Press Release: Statement by John Lipsky, First Deputy Managing Director of the International Monetary Fund
June 11, 2007
Mr. John Lipsky, First Deputy Managing Director of the International Monetary Fund (IMF), made the following statement on June 9, 2007 after his participation at the XI International Economic Forum in St. Petersburg:
"It has been a privilege for me to participate in the XI St. Petersburg International Economic Forum and to visit Russia for the first time as the First Deputy Managing Director of the International Monetary Fund. The Forum has provided me with a welcome opportunity to meet with senior policymakers and leading members of the business community to discuss the lessons from Russia's many achievements and the challenges that lie ahead.
"Russia's macroeconomic performance in recent years has been impressive. High oil prices and large capital inflows have contributed importantly to this success, but a principal factor has been the combination of strong growth in productivity, real wages, and consumption. The strong performance has also reflected good macroeconomic management. In particular, the Stabilization Fund has served Russia well, as it has prevented the exceptionally large oil revenue windfalls from causing the economy to overheat at a time when private demand has been very buoyant and growth has been close to potential. Without this mechanism, the real appreciation of the ruble would have been much faster, and the output recovery possibly less robust and durable.

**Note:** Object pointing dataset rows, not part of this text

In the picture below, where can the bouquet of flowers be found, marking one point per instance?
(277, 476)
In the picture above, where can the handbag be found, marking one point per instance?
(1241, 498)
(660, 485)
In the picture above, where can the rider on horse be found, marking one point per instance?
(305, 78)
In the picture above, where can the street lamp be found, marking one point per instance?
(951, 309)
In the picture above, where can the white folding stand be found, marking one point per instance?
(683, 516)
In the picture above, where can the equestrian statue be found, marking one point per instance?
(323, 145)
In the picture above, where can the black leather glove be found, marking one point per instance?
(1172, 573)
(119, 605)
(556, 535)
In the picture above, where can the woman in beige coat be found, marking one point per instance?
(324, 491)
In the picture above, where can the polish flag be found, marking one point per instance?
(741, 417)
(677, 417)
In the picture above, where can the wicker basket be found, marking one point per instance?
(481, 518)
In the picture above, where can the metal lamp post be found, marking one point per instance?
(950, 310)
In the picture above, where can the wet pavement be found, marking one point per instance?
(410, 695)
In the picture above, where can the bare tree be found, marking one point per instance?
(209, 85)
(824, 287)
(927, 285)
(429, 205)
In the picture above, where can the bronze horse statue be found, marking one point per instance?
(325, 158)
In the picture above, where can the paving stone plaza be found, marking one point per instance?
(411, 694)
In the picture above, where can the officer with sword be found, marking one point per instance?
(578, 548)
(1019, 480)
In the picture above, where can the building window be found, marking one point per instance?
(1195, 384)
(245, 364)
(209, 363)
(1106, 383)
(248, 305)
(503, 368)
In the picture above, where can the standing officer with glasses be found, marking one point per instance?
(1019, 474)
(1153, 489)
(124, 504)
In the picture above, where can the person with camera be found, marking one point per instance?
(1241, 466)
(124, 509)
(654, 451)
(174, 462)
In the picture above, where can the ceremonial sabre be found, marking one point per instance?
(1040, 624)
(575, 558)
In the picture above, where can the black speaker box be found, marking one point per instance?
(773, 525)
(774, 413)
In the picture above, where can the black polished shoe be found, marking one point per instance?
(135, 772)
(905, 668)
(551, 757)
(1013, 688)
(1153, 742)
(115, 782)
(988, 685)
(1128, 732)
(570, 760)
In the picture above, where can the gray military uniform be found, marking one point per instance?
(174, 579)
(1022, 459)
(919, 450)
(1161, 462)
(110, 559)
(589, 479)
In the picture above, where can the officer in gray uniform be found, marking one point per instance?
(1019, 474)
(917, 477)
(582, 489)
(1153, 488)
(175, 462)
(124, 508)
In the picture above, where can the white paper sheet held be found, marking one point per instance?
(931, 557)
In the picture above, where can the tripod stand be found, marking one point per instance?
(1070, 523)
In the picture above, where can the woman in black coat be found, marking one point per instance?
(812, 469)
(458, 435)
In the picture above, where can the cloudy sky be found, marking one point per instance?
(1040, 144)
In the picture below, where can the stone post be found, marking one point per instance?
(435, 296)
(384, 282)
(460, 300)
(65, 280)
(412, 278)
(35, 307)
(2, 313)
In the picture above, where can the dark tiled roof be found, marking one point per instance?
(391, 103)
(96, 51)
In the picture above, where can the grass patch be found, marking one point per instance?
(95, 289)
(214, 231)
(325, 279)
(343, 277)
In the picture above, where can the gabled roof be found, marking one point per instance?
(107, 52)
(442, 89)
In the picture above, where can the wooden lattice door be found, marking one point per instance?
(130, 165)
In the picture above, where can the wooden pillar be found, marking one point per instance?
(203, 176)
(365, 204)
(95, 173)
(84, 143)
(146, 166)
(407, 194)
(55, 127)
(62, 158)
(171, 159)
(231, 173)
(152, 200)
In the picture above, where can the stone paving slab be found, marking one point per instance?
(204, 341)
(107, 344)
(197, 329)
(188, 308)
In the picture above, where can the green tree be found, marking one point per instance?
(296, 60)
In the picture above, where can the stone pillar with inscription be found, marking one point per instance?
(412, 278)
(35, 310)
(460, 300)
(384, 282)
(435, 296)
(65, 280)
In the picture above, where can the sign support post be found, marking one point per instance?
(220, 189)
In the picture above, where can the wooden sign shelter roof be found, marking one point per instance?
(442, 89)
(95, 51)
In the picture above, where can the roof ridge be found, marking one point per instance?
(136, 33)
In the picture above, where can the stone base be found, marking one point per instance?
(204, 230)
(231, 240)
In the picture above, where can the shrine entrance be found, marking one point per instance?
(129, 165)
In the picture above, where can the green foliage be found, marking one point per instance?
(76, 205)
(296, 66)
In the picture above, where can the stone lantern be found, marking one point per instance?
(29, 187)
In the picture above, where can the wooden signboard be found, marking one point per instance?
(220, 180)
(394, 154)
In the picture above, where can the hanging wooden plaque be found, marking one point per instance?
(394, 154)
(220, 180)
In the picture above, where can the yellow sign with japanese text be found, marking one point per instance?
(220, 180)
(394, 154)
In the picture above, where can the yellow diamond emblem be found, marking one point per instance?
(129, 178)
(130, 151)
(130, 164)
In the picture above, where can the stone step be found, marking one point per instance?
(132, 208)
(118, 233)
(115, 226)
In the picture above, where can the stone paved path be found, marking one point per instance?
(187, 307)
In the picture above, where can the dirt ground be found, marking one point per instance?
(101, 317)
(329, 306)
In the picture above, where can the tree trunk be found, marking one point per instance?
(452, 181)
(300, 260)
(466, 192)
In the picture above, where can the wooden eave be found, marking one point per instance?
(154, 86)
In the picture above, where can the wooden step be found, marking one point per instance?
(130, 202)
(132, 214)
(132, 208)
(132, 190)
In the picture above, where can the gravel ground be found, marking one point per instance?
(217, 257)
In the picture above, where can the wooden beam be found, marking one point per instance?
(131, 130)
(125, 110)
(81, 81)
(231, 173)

"With the global outlook likely to remain favorable, and with domestic demand expected to remain strong, the use of oil revenues to finance spending should remain cautious and prudent. Excessive spending in these circumstances would risk setting off new instabilities. Apart from such cyclical considerations, some of the most important and costly structural reforms remain incomplete. Using the current oil windfall to help finance these eventual needs makes sense from both economic and social perspectives. As regards monetary policy, the Central Bank of Russia's principal responsibility is to keep inflation on a declining path; increased exchange rate flexibility could be helpful in ensuring that this goal is attained.
"The strong productivity growth so far mainly has reflected the reallocation of existing resources—labor and capital—to more dynamic sectors. However, the scope for such productivity catch up eventually will begin to diminish, at which point economic growth will become increasingly dependent on raising the investment rate. As a result, improving the investment climate for both domestic and foreign investors will be critical for sustaining strong growth. Renewed progress in structural reforms also will contribute significantly to this goal, as will efforts to strengthen the role of markets in guiding resource allocation. In this regard, further development of a strong and dynamic financial sector will be indispensable in mobilizing resources for high-productivity investment.
"Russia's position is enviable, considering its rich resource base and well-educated population. With the right economic policies in place, the economic outlook will be exceptional."